The chain expanded with a second location in Seekonk, Massachusetts, in August 1993, and moved outside New England the following year with a location in Springfield, Virginia. In 1994, Rare Hospitality International became a publicly traded company under the ticker symbol “RARE.” The company merged with the LongHorn Steakhouse chain in 1996, making it its largest operating brand in Rare's portfolio. By the early 2000s, Bugaboo Creek had grown to 31 locations across eleven states, including Connecticut, Delaware, Georgia, Maine, Maryland, Massachusetts, New Hampshire, New York, Pennsylvania, Rhode Island, and Virginia.
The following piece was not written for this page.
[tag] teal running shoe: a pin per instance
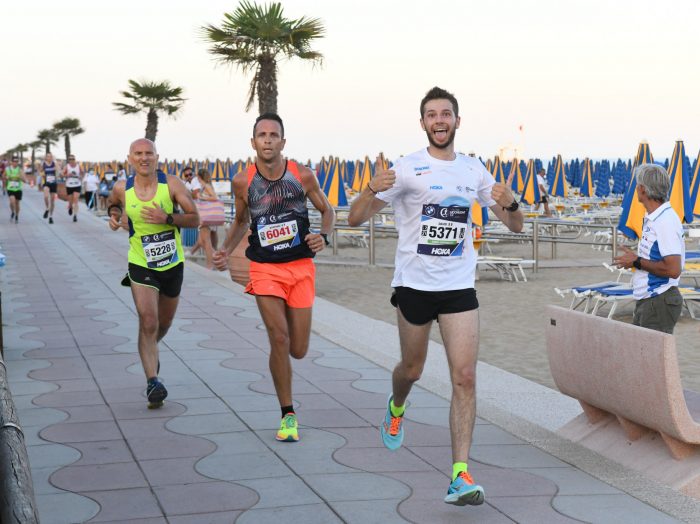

=== Decline and closure ===
In August 2007, Darden Restaurants acquired Rare Hospitality International for about $1.4 billion. That deal included The Capital Grille, Bugaboo Creek, and LongHorn Steakhouse. After the Darden acquisition, Darden chose to keep LongHorn and The Capital Grille as part of its portfolio but divested Bugaboo Creek to private equity firm Trimaran Capital Partners (via CB Holding Corp), which also operated other casual dining concepts such as Charlie Brown’s Steakhouse. By the late 2000s, Bugaboo Creek was already experiencing declining traffic and sales, partially attributed to the overall decline of themed dining in the United States. In November 2010, CB Holding filed for Chapter 11 bankruptcy protection. At the time of the announcement, the company had 12 restaurants still in operation after closing 18 restaurants the previous week.

In July 2011, Bugaboo Creek was acquired out of bankruptcy by Capitol BC Restaurants LLC in a deal valued at approximately $10 million. The new ownership sought to stabilize the brand, updating menus and beginning to phase out many of the animatronic animal features that had originally distinguished the chain. In 2012, Capitol BC enlisted founder Ned Grace as an advisor to help reposition the concept. The rebranded concept, known as "BC Steakhouse," was introduced at only one former Bugaboo Creek location in Gaithersburg, Maryland, and was closed by 2015. Throughout the early 2010s, Bugaboo Creek locations continued to close gradually, often without advance notice to customers or employees. On June 27, 2016, the last Bugaboo Creek Steakhouse located in South Portland, Maine, was shuttered, marking the end of the chain.

== Animatronics ==

From the time of the chain's opening until the bankruptcy, Bugaboo Creek was known for its novelty animatronics. Among the real mounts of bucks, deer and bears, several recreated mounts would be fitted with robotics to talk and move. Depending on the location, moose or buffalo mounts would be near the dining tables or at the bar, whereas a constant Bill the Buffalo would watch over the customers coming into the dining room. The characters would break the fourth wall, sardonically referencing their status as perpetually trapped robots, hanging above the guests, who were happily enjoying their meals. Local restaurants would name these animatronics, such as Moxie the Moose or Goose the Moose. Classic flapping fish were included alongside raccoons or weasels who would pop out of wooden barrels. After the restaurant closed, the non-robotic mounts were sold at local auctions, yet the locations of the talking moose and buffaloes are unknown, the auctioneer responsible for the bankruptcy auction believed them to have found homes in other game themed restaurants.